Households are not, however, isolated entities. They are embedded in a matrix of social interactions and social relations present in places. Their labours are often shared – in middle-class US neighbourhoods, for example, car-pooling, childcare, the staging of collective events like park picnics, street fairs and block parties are all part of daily life and there is even an associated constituency, soccer moms, who garner political attention. There is a good deal of non-monetary exchange, of mutual aid in evidence, spread across everything from helping to fix the neighbour’s car to painting the patio and helping maintain common spaces for communal enjoyment. How much of this occurs and through what mechanisms can be immensely varied but it is undeniable that in many parts of the world households conjoin in a whole range of practices of mututal support to create some semblance of a common life. Such practices get formalised in the establishment of community associations, ethnic assemblies,
religious organisations and the like, which pay considerable attention to defining and maintaining (sometimes repressively) the appropriate neighbourhood conditions for social reproduction. Such associations can form the basis for larger social movements and it is from them that much inspiration is drawn for the idea that another life is possible to that given by pure market and monetary transactions. While it would seem that the neoliberal assault on state provision of social services might be counteracted by an upsurge of practices of mutual aid, the evidence for the most part seems otherwise – that the individualistic and self-centred profit-maximising ethic through which neoliberalism works (along with other features such as increased geographical mobility) has if anything diminished mutual aid as a feature of a common social life except in communities that define their ties in religious or ethnic bonding terms. None of this is helped by the increasing predilection of consumers to treat their home as a short-term speculative investment rather than as a place to create a solid and settled life. It is also true that the modes of urban living that capital typically produces (particularly with respect to dependence on the car) are not very conducive to the creation of mutually supportive social networks that can encourage more adequate and fulfilling forms of social reproduction.

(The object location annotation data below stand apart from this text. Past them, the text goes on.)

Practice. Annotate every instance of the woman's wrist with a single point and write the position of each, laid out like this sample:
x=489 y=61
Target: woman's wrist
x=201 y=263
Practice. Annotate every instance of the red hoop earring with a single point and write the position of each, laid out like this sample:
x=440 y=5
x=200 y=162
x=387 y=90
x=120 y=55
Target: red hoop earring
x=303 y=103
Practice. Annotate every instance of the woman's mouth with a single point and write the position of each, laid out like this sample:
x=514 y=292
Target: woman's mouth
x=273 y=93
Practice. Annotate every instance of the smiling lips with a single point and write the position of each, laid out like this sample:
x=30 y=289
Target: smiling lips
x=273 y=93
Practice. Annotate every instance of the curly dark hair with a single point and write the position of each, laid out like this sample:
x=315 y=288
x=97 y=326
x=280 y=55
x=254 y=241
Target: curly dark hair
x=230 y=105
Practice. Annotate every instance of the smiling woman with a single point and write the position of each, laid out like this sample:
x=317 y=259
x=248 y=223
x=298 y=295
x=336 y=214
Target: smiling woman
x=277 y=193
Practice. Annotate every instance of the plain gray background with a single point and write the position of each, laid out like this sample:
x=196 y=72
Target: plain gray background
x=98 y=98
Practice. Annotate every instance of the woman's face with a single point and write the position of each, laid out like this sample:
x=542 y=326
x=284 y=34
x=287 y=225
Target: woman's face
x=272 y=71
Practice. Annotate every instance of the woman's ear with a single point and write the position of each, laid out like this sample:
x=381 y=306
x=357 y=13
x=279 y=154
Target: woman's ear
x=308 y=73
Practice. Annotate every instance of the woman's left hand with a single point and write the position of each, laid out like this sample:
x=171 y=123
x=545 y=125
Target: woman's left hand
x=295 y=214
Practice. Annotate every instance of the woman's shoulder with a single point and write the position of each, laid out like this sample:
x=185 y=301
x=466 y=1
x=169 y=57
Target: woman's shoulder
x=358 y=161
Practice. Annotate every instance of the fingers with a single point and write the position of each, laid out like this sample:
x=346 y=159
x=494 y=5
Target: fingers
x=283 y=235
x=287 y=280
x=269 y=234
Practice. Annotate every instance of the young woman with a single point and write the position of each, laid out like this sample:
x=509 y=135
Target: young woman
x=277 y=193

Behind all of this there lurks an incipient and potentially damaging contradiction that we have encountered before in different guises. Labourers and households are a significant source of effective demand and they play a significant role in the realisation of values in the market. If they are largely producing for themselves outside of the market, then they do not buy in the market and they furnish less in the way of effective demand. This is the problem with partial proletarianisation and explains why, at some point, it often gives way (usually under the pressure of capital) to full proletarianisation. If the welfare state is dismantled, then bang goes a hefty chunk of effective demand and the field for realisation of values shrinks. This is the problem with austerity politics. The contradiction between capital’s rising potential profitability in production and its falling potential profitability due to insufficient effective demand intensifies
as attempts to manage the contradiction between social reproduction and production lurch from one extreme to another.